Sulastri tak menyangka kalau dia akan jadi korban pemerkosaan oleh pria yang tak dia kenal, dia sampai hamil dan dihakimi oleh warga karena merasa kalau Sulastri merupakan wanita pembawa sial. Sulastri meninggal dunia dan menjadi kuntilanak.
Wanita yang menjadi kuntilanak itu datang kembali untuk membalas dendam kepada orang-orang yang dulu membunuhnya, dia juga terus gentayangan karena mencari siapa yang sudah merenggut kesuciannya.
Jangan lupa follow Mak Othor biar gak ketinggalan up-nya.
Karya ini diterbitkan atas izin NovelToon cucu@suliani, isi konten hanyalah pandangan pribadi pembuatnya, tidak mewakili NovelToon sendiri
BD Bab 12
"Gun, tadi malam aku mimpiin Lastri. Dia jadi kuntilanak, ngejar-ngejar aku lagi. Badannya penuh darah, perutnya bolong. Hiiih, serem!"
Wandi mengutarakan apa yang dia mimpikan tadi malam kepada Gunawan, kini keduanya sedang di sungai. Mereka duduk berdua sambil memancing ikan, karena memang kedua pemuda itu merupakan pengangguran.
"Masa sih? Kamu mungkin terlalu banyak pikiran, makanya memimpikan Lastri. Lagi pula wanita itu sudah mati, walaupun kita tidak tahu di mana dia dikubur, tetapi aku yakin kalau Lastri tidak akan mungkin mengganggu kita. Apalagi sampai menjadi kuntilanak," ujar Gunawan.

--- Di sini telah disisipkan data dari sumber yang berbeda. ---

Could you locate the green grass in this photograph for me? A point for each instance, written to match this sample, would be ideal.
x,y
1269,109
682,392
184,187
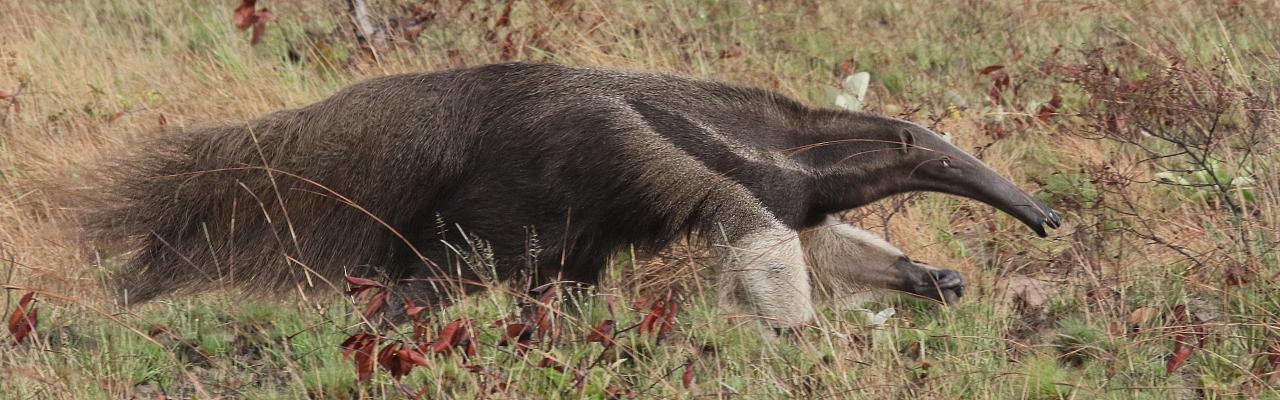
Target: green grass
x,y
99,75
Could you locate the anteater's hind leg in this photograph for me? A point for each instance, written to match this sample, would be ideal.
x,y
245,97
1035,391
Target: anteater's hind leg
x,y
766,271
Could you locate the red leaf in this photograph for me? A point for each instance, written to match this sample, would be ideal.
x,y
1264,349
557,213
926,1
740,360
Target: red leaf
x,y
451,336
388,359
603,333
1050,108
735,51
412,309
551,363
362,345
261,18
689,375
416,357
991,68
470,348
23,319
1178,358
670,322
245,16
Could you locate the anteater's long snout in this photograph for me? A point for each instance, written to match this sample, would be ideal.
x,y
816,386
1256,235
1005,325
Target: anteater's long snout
x,y
1008,198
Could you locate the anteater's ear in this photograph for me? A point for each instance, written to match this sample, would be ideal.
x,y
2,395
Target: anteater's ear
x,y
906,139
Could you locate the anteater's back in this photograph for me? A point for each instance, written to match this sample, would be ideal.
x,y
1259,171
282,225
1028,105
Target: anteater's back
x,y
346,183
266,203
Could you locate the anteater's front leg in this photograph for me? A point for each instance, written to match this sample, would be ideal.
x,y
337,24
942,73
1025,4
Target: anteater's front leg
x,y
764,269
845,258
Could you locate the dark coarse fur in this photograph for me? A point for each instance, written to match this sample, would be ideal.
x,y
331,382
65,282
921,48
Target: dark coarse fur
x,y
554,167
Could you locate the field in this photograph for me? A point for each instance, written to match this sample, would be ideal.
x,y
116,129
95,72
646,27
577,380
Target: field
x,y
1151,126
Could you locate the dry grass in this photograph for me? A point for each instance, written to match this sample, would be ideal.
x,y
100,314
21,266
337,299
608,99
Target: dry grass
x,y
96,76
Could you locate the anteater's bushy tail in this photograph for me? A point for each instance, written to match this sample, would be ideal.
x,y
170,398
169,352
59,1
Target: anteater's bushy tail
x,y
238,205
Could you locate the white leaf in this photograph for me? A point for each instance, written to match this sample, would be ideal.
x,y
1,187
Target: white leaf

Wandi merasa kalau apa yang dikatakan oleh Gunawan itu tidak benar, karena beberapa hari ini banyak orang yang melihat kuntilanak. Ciri-cirinya sama seperti Sulastri, dia takut kalau kuntilanak itu akan datang untuk membalas dendam.
"Tapi, Gun. Sudah banyak orang yang melihat kuntilanak di dekat gudang terbengkalai, aku curiga kalau kuntilanak itu adalah Lastri. Karena wanita itu meninggal saat hamil," ujar Wandi.
"Sudah-sudah, kamu itu tidak perlu membahas Lastri lagi. Bisa gila nanti, mending mancing aja."
"Kamu tuh dibilanginnya malah gitu, tapi jujur ya. Setelah hari itu kita mau meminta Lastri untuk melakukannya dengan kita, punya aku tuh sering bangun. Kalau kebayang tubuh Lastri yang aduhai itu suka bikin aku pengen."
"Nah! Kalau kamu cerita hal itu aku setuju, aku juga sering pengen. Tiba-tiba saja punya aku bangun, sialan banget emang tuh cewek! Bodinya aduhai baget, kamu bisa lihat sendiri kan' pas di kamar mandi? Dada sama bokongnya gede dan bulet, sayangnya gak bisa megang."
"Sampean bener, kelamaan nge-bujang membuat aku pengen. Apa tidak sebaiknya kita mencari wanita malam saja? Gak tahan aku lama-lama bayangin tubuh Lastri," ujar Wandi.
Plak!
"Aduh!" keluh Wandi karena tiba-tiba saja pundaknya dikeplak menggunakan sendal jepit milik Gunawan.
"Sampean itu jangan gila! Kalau mau menggunakan jasa perempuan malam tentunya kita nggak ada duit, yang kedua perempuan malam juga nggak sehat. Bisa saja menularkan penyakit," ujar Gunawan.
Kedua pemuda itu merupakan pengangguran, mereka tidak memiliki uang. Untuk makan mungkin masih bisa memancing di sungai, atau mungkin memetik sayuran. Namun, untuk membeli rokok mereka masih meminta kepada kedua orang tuanya.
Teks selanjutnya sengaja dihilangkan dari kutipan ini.